Я думала о А. М. (великий князь Александр Михайлович. – Ю. К.),который был разбужен таким же образом, и у него тоже все было перерыто и разбросано по полу. Я никогда в своей жизни не видела ничего подобного. Все это было для меня шоком. Я чувствовала себя убийственно плохо и совершенно не могла после этого спать. Невозможно было поверить, чтобы наш собственный народ обращался с нами так же, как немцы обращались с русскими в Германии в начале войны…»

По свидетельству лейб-казака Тимофея Ксенофонтовича Ящика, женщина, состоявшая в команде, была так активна и изобретательна, что перевернула в доме содержимое шкафов и чемоданов и советовала солдатам вспарывать подушки и одеяла, чтобы посмотреть, не скрыто ли что-нибудь внутри.

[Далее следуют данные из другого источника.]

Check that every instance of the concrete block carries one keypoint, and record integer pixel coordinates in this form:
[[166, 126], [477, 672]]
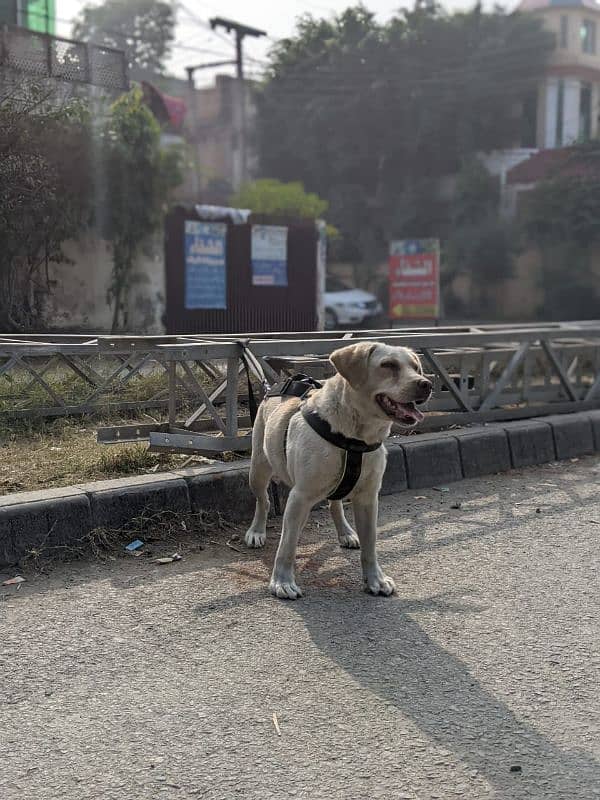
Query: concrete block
[[115, 504], [594, 417], [572, 434], [394, 477], [432, 461], [483, 451], [530, 443], [227, 493], [46, 525]]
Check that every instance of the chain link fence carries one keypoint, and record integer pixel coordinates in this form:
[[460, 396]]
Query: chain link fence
[[46, 56]]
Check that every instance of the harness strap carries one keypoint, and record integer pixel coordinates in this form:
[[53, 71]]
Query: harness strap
[[248, 359], [353, 452], [298, 385], [323, 428], [350, 475]]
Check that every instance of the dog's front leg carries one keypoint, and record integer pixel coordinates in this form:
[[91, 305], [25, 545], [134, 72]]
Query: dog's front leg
[[365, 516], [283, 581]]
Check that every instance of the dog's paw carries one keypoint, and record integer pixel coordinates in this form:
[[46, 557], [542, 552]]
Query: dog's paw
[[349, 540], [286, 589], [255, 538], [379, 584]]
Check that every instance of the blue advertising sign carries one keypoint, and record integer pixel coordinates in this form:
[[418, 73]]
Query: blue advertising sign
[[269, 255], [205, 270]]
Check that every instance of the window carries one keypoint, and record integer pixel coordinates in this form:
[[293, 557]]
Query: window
[[588, 36], [585, 112], [560, 102], [335, 285], [564, 31]]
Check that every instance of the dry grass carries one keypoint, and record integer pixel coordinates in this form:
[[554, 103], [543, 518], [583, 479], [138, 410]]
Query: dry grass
[[40, 454], [162, 532]]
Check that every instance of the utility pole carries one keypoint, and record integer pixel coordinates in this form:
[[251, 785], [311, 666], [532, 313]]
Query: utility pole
[[196, 120], [240, 31]]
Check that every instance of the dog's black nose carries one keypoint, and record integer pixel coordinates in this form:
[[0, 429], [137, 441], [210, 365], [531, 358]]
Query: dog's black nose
[[424, 387]]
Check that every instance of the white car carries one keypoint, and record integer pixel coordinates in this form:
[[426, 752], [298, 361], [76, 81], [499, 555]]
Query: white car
[[346, 306]]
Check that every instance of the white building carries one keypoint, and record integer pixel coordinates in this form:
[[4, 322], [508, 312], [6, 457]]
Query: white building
[[568, 100]]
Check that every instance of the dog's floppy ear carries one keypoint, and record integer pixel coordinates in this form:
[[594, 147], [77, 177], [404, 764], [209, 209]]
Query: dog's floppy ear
[[352, 362]]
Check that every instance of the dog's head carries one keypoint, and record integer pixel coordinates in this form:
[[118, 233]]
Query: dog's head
[[388, 379]]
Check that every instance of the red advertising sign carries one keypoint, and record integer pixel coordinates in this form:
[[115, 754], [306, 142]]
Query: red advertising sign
[[414, 274]]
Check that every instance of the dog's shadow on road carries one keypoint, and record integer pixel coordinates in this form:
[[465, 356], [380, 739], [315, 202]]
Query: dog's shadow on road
[[388, 652], [379, 644]]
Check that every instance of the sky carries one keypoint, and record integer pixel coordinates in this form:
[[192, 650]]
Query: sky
[[196, 43]]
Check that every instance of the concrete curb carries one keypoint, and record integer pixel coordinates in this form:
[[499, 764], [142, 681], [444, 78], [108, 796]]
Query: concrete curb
[[65, 516]]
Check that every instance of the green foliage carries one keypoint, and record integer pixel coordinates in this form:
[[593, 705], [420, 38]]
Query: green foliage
[[563, 219], [267, 196], [479, 242], [144, 29], [45, 186], [369, 116], [139, 176]]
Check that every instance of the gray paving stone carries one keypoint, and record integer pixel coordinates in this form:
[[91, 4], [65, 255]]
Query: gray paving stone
[[227, 493], [530, 442], [394, 478], [115, 504], [431, 462], [572, 434], [483, 451], [594, 417], [48, 526]]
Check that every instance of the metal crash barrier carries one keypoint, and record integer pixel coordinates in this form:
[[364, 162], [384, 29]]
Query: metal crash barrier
[[189, 393]]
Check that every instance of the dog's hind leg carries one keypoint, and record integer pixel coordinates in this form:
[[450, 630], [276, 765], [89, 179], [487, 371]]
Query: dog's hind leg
[[346, 535], [260, 475], [283, 582], [365, 514]]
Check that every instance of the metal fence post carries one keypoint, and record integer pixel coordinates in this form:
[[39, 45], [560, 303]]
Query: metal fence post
[[172, 392], [231, 397]]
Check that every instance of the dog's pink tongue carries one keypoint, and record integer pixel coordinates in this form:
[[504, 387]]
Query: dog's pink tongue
[[413, 411]]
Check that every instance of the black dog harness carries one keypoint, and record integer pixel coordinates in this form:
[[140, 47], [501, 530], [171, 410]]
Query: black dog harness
[[300, 386]]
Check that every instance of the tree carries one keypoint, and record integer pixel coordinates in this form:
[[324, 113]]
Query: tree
[[268, 196], [45, 191], [139, 176], [370, 116], [144, 29], [562, 218]]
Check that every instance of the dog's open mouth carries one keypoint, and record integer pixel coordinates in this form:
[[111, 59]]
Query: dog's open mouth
[[406, 413]]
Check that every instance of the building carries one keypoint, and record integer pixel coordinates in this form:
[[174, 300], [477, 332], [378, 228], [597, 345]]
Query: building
[[568, 99], [36, 15]]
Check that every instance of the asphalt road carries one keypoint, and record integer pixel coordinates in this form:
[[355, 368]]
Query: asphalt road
[[127, 680]]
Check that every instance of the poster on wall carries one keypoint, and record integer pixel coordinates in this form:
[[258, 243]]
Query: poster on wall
[[205, 267], [414, 275], [269, 255]]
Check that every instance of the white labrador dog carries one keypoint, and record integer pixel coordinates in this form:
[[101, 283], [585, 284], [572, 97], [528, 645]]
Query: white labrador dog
[[375, 385]]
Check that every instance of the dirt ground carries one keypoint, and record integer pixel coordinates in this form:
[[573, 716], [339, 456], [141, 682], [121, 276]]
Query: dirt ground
[[45, 454], [127, 679]]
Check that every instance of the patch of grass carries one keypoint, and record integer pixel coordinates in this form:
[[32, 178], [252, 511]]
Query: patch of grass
[[127, 460], [59, 452], [162, 531]]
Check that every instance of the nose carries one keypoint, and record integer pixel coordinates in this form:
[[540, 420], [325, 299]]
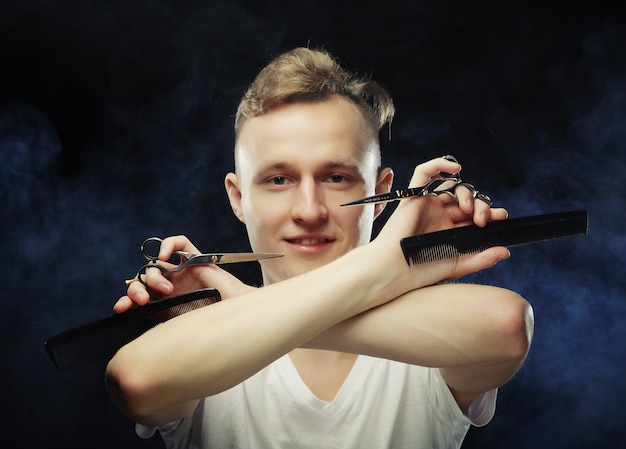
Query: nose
[[309, 205]]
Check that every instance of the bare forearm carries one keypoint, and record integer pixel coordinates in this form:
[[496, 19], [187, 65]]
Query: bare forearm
[[478, 335], [209, 350]]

Обыск был произведен также у Александра Михайловича. У него потребовали ключ от его бюро и оружие. При обыске матросы обнаружили лишь два десятка старых ружей винчестер с яхты, принадлежащей великому князю, о существовании которых, по свидетельству Феликса Юсупова, совершенно забыли. «После полудня офицер, командовавший экспедицией, человек крайне нахальный и неприятный, – вспоминал Феликс Юсупов, – явился известить великого князя, что он должен арестовать Императрицу, которую называл „Марией Федоровной“. Он утверждал, что она оскорбляет Временное правительство. Тесть с трудом его утихомирил, указав, что не следует запускать матросов в комнату к пожилой даме, тем более в 5 часов утра, и вполне естественно, что она сочла это возмутительным».

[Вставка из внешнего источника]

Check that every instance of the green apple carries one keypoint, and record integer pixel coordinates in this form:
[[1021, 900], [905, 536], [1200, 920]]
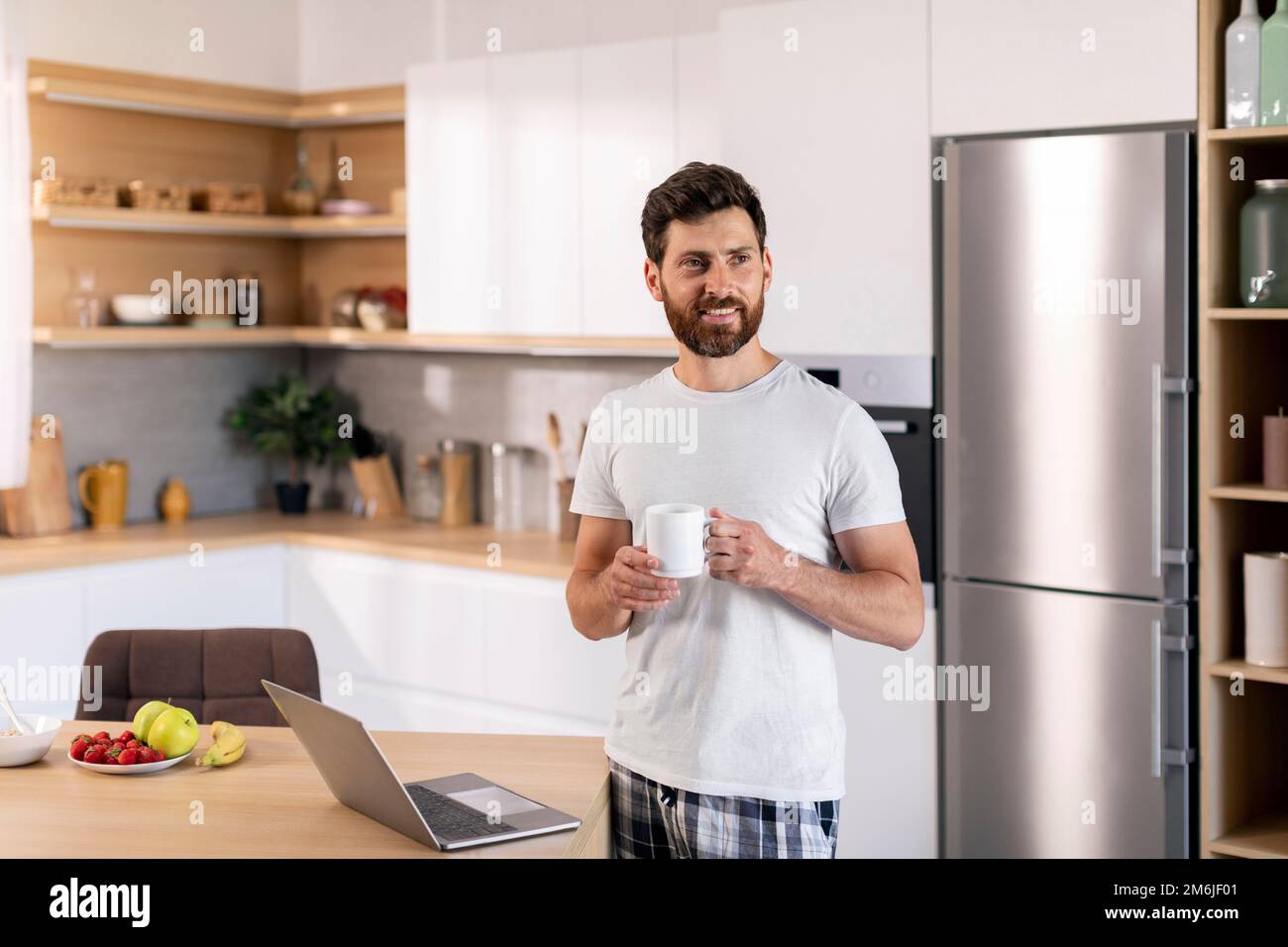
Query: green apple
[[174, 733], [147, 715]]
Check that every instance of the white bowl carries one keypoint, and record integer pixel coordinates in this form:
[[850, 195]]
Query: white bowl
[[133, 770], [18, 751], [141, 309]]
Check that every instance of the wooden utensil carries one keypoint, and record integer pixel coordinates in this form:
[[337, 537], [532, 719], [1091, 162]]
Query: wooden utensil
[[4, 701], [375, 480], [555, 442], [42, 506]]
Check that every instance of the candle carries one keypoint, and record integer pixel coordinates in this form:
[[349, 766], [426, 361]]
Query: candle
[[1275, 455]]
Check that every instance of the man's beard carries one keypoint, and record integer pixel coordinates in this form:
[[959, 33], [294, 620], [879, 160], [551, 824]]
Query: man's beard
[[713, 339]]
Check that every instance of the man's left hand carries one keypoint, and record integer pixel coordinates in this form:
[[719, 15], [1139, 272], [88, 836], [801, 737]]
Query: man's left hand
[[742, 553]]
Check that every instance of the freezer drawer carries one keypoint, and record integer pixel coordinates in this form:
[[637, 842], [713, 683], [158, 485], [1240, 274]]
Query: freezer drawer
[[1080, 746], [1067, 385]]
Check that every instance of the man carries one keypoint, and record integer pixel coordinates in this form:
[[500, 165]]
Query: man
[[726, 738]]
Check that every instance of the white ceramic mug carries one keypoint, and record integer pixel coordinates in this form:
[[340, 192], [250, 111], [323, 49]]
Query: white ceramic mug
[[677, 536]]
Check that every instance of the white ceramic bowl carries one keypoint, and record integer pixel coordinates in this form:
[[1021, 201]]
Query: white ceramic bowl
[[133, 770], [18, 751], [137, 309]]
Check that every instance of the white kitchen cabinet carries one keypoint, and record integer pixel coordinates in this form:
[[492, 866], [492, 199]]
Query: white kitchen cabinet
[[450, 197], [824, 110], [697, 99], [43, 642], [892, 797], [233, 587], [627, 147], [490, 195], [419, 646], [1018, 64]]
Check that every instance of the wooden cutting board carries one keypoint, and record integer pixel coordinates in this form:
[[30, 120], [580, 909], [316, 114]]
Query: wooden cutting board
[[42, 506]]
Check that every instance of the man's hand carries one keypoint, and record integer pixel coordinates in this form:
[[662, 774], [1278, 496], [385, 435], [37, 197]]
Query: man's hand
[[742, 553], [632, 586]]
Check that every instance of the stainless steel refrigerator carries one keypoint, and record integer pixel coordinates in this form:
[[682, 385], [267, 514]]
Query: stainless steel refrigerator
[[1067, 512]]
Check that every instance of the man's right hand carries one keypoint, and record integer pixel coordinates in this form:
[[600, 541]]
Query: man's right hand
[[632, 586]]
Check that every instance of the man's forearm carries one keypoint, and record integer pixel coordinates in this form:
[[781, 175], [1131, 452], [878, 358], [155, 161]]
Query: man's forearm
[[872, 605], [591, 608]]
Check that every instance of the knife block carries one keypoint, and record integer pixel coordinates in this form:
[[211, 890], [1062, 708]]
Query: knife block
[[40, 506]]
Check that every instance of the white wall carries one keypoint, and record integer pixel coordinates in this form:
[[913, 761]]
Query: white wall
[[246, 42], [1020, 64]]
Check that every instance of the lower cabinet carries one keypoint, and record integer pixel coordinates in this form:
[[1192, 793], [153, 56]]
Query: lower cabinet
[[892, 799], [419, 646]]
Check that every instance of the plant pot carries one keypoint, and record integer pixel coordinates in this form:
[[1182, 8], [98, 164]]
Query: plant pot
[[292, 497]]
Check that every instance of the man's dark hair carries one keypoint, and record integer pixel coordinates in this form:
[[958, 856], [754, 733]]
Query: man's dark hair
[[692, 193]]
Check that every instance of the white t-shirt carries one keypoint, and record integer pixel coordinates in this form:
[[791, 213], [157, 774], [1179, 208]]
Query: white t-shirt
[[732, 690]]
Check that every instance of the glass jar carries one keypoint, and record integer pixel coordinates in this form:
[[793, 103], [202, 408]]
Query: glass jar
[[1263, 245], [425, 489]]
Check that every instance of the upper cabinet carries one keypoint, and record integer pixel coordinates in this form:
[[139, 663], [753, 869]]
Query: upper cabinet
[[627, 147], [527, 174], [824, 110], [492, 244], [1018, 64]]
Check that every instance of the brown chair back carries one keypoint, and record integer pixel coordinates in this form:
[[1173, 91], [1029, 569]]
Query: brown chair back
[[214, 673]]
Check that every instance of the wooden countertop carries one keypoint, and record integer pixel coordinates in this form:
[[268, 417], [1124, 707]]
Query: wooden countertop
[[273, 802], [533, 553]]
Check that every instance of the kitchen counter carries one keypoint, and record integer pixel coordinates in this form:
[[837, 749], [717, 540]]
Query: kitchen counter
[[532, 553], [273, 802]]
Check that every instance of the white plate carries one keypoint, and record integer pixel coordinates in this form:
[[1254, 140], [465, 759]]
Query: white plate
[[137, 770]]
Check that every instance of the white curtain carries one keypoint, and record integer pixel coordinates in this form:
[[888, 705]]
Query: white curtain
[[16, 298]]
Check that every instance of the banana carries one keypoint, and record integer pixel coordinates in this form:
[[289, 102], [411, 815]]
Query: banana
[[228, 748]]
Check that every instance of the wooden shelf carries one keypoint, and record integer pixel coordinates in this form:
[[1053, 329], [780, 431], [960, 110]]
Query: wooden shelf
[[201, 223], [1237, 313], [1269, 133], [1234, 665], [224, 102], [1261, 838], [323, 337], [1248, 491]]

У Марии Федоровны изъяли все письма, некоторые вещи и Евангелие (позже его вернули), привезенное из Дании. По счастливой случайности не тронули семейную шкатулку с драгоценностями. Когда императрице предложили подписать показания как «бывшая императрица России», она написала: «вдова Императора Александра III».

«Я была бы счастлива умереть, – писала Мария Федоровна Ольге Константиновне, – только бы не переживать весь этот ужас. Однако на все Воля Божья! Но все-таки трудно понять, как Господь допускает все эти несправедливости и все плохое, что происходит вокруг».

Обыск был произведен также в Чаире, где проживал великий князь Николай Николаевич. О том, кто дал санкции на проведение обыска и был инициатором этих действий, рассказывает Роман Романов, находившийся в то время в Крыму. По его свидетельству, в ту ночь в Чаир прибыл комиссар от Временного правительства и потребовал встречи с великим князем Николаем Николаевичем. Камердинер разбудил великого князя, который принял посланца в гостиной. Комиссар, представившийся подполковником Верховским, заявил, что он по приказу Временного правительства должен произвести в доме обыск. Как свидетельство своих полномочий он предъявил приказ, полученный им от командующего Черноморским флотом контр-адмирала Лукина, а также копию телеграммы Временного правительства. «Когда дядя Николаша, – пишет Роман Романов, – прочитал оба текста, он в присутствии Верховского сделал копии и попросил комиссара поставить на них подпись, подтверждающую точность написанного, что Верховский и сделал». В документе говорилось:

«Срочно. Секретно

Подполковнику Верховскому

Согласно приказу Временного правительства Вам поручается отправиться в Ялту вместе с членами Севастопольского Центрального комитета, представителями армии, флота и рабочих организаций и по договоренности с местными комиссарами принять меры к обеспечению безопасности Южного берега Крыма от контрреволюционеров и контрреволюционной пропаганды.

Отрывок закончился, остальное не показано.